Coupons- Number One Hit Album

It’s hard to describe the Albany quartet’s debut to someone, because frankly, it just sounds like rock music. Obviously that could literally mean hundreds of different things depending on who you ask, but when listening through Number One Hit Album, it doesn’t seem fair to place it in any one sub-genre.

It’s got the nasally vocals of 90s indie rock (Built To Spill, Pavement) but they’ve got a bit more flair to them and aren’t as rough around the edges because their vocalist can actually sing. Many of these songs move at a ballad pace and appear to be influenced by classic songwriters such as Neil Young and Bob Dylan. Coupons know how to put a match to a song and then patiently feed the flames, rather than setting it all ablaze at once. This is a skill that can only be learned over time, but the band impressively honed that craft going into their first release.
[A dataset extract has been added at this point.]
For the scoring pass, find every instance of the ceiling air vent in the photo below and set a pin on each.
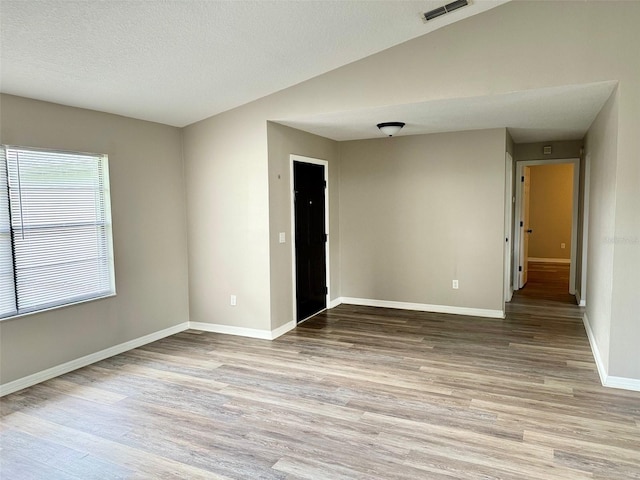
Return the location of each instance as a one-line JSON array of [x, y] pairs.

Tracks such as “Sirens” and “Cars” progress naturally and use dynamics throughout to indicate that an explosion is impending- which there is. Hardy gang vocals, shreddy guitar solos, acute drum fills, and stylish keys all make tasteful appearances throughout the record, but no single instrument or voice ever feels unnecessary or repetitive. Even an outlier track like “Honestly” that sounds like something off of Tame Impala’s electro-heavy Currents, feels welcome on the record. The dancy first half is a bit odd coming right after the soulful “Birthdays,” but by the end the band is belting the catchiest line on the record, “All my friends are all I need,” over rolling drums and bashing into a huge, crunchy guitar riff.

It’s got unassuming cover art and a goofy title, but Number One Hit Album is a fine nugget of Bandcamp gold that’s instantly likeable and effortlessly nuanced.